3. The local core runs the calculation instantly, returning the precise statistical value.

## Frequently Asked Questions

**How is calculate_median different from calculate_mean?**
The median finds the middle value; the mean calculates the average. If your data has extreme outliers (very high or very low numbers), the mean gets pulled toward those outliers, making the median a more honest measure of what's typical.

**Can I use calculate_percentile to find my 90th percentile latency?**
Yes. Using `calculate_percentile` with '90' as the parameter will tell you that 90% of your measurements were below that value, providing a much tighter service guarantee than just relying on the mean.

**Does calculate_standard_deviation account for different data types?**
No. This engine is designed only for numerical datasets. You must pass arrays of numbers to `calculate_standard_deviation` or any other statistical tool; it won't process text.

**Is the calculation done securely using calculate_mean?**
Yes, absolutely. All calculations run locally within your environment (vurb). This means your data never leaves your local infrastructure and isn't sent to a third-party API for processing.

**What format should the data be in for calculate_mode to work?**
The input must be a simple array of numbers. The engine accepts standard JavaScript number arrays, so you just pass it an ordered list like `[1, 2, 3, 5]`. It handles single-dimensional datasets perfectly.

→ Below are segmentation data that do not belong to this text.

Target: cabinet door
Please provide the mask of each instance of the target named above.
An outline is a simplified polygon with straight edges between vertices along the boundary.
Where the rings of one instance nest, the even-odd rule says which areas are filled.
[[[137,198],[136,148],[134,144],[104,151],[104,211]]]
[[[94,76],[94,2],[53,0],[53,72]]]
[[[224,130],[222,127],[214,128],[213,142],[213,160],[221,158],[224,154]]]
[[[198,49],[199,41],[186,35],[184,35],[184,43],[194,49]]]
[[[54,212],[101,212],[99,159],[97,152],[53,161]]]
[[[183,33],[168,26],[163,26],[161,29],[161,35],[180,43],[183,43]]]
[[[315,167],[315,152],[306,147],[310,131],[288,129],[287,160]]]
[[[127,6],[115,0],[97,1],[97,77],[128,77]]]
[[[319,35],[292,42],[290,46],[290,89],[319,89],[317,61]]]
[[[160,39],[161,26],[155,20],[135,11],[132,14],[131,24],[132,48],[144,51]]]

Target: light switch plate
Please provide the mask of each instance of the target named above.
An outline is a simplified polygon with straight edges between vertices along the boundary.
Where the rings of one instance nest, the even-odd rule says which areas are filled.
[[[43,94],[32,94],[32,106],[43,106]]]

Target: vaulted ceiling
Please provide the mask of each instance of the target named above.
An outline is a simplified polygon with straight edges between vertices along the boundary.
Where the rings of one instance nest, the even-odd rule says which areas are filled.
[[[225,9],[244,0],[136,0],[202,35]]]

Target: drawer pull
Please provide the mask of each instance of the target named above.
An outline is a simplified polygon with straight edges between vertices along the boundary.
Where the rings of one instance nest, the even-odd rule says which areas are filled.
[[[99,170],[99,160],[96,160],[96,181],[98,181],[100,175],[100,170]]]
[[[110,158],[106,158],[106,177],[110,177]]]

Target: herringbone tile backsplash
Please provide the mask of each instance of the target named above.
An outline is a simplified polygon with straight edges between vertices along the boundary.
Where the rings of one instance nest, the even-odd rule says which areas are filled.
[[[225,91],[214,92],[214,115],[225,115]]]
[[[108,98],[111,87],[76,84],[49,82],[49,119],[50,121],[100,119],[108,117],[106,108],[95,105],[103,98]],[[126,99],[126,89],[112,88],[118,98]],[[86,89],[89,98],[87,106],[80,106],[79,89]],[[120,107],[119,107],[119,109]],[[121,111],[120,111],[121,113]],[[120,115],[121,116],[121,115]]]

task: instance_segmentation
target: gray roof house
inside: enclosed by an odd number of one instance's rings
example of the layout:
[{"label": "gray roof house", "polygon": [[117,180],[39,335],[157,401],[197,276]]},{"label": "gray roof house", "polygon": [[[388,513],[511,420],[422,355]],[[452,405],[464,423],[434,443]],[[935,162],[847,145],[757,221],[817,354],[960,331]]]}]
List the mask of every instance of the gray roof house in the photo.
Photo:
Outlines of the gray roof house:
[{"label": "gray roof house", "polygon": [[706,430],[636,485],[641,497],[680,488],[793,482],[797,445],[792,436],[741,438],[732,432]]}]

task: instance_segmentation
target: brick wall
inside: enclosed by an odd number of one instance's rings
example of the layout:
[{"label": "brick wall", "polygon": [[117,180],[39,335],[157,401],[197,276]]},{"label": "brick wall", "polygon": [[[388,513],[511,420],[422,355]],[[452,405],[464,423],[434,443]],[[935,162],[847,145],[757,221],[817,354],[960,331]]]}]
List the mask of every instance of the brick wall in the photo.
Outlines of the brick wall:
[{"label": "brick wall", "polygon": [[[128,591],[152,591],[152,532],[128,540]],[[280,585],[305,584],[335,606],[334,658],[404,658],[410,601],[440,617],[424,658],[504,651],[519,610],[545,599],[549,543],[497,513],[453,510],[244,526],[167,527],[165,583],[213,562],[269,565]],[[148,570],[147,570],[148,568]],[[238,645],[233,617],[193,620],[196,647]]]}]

**Does calculate_standard_deviation handle very large data sets?**
Yes. Because the calculation runs locally using a highly optimized JavaScript core, it processes massive arrays of numbers without network lag or memory overflow issues you'd see with cloud APIs.

**What happens if I use calculate_mean on an empty dataset?**
If you pass an empty array, the tool returns `NaN` (Not a Number). This predictable error allows your agent to immediately catch invalid inputs and prompt for correct data.

**How is the privacy of my data maintained when using calculate_percentile?**
The calculation never leaves your machine. The entire process runs locally, meaning your sensitive metrics or user telemetry are processed entirely on your local computational core. Zero API calls means zero data leaving your network.

**Why use this instead of asking the AI to analyze the dataset directly?**
AIs hallucinate complex data calculations because they generate text, not numbers. This MCP provides the AI with a deterministic tool, forcing it to offload the actual number-crunching to a strict JavaScript engine.

**Is my data sent to any external service?**
No. The entire engine runs completely local in your local environment. It is "Privacy First" by design, requiring no external APIs or network access.

**How does the percentile calculation work?**
The tool sorts your dataset and uses a robust interpolation method to find the exact boundary value below which a given percentage of observations fall. Perfect for p95 or p99 SLA reporting.